La centrale syndicale a appelé depuis quelques jours les travailleurs et travailleuses à une manifestation pacifique et massive. Rendez-vous: samedi 25 février à midi à la Place Mohamed Ali à Tunis. Chose faite. Reportage.

Par Zohra Abid


C’est l’occasion pour démontrer que les ouvriers représentent une force majeure dans le pays et qu'on ne gagne rien à entrer en conflit avec eux. Là, les syndicalistes disent qu’ils ne se laisseront plus jamais marcher sur les pieds et qu’au moment où il faut agir, ils agiront. Sachant qu’ils sont capables de rassembler des milliers de personnes et de pouvoir changer la donne. Ils savent aussi qu’ils ne sont pas les seuls à affronter n’importe quel gouvernement en place. Ils étaient quelques milliers sur l’avenue à scander leur colère et à brandir des affiches et des slogans. En direct de Tunis.

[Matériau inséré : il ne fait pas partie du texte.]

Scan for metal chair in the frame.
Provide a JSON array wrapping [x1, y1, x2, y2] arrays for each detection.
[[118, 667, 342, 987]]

Forces ouvrières et gouvernement: pas de lune de miel!

Plusieurs représentants de la société civile, des défenseurs des droits de l’Homme et des dirigeants politiques se sont joints au mouvement. Selon les uns et les autres, le gouvernement (ou plutôt Ennahdha) est en train de fauter. «Ni les intérêts des travailleurs ni ceux de la révolution ne sont protégés et il y a une tentative de passage en force des islamistes non modérés», paroles recueillies au gré de la marche.

La goutte qui a fait déborder le vase, c’est que pendant des jours, on ne fait que jeter des sacs poubelles devant plusieurs sièges de l’Union générale tunisienne des Travailleurs (Ugtt). Cette dernière accuse des militants du parti islamiste derrière ces gestes peu amicaux. Des responsables d'Ennahdha ont tout de suite nié les faits et même condamné les actes d’agression contre l’Ugtt. Cette dernière détient apparemment des preuves et compte poursuivre en justice ceux qui se sont attaqués à ses locaux.

Vers midi: devant le siège de l’Ugtt, à la Place Mohamed Ali, il y a un peu plus de 3.000 personnes. Au fil des minutes, la foule a gonflé. Et la place a débordé sur les côtés. Suivons les protestataires.

Travailleurs, travailleuses avancent...

Aux premiers rangs, les employés municipaux, qui ont observé légalement une grève générale du lundi au jeudi. Mais, à voir les montagnes d’ordures ménagères dans tous les coins et recoins des villes et villages, il semble qu’ils sont encore en arrêt de travail et c’est le bras de fer entre eux et les autorités. Ces dernières, après avoir promis monts et merveilles (pendant le gouvernement de transition de Béji Caïd Essebsi) sont revenues sur leurs engagements.

13h30, devant la Cathédrale Saint-Vincent-de-Paul, à côté de la statue Ibn Khaldoun, jeunes et moins jeunes, hommes et femmes remplissent la place et avancent vers le centre-ville. La bretelle piétonne du milieu de l’avenue est prise d’assaut par les protestataires. Pas une place pour une aiguille. Drapeaux du pays, couleurs syndicales, banderoles et affiches flottent dans l’air aux côtés du portait du leader des travailleurs, Farhat Hached.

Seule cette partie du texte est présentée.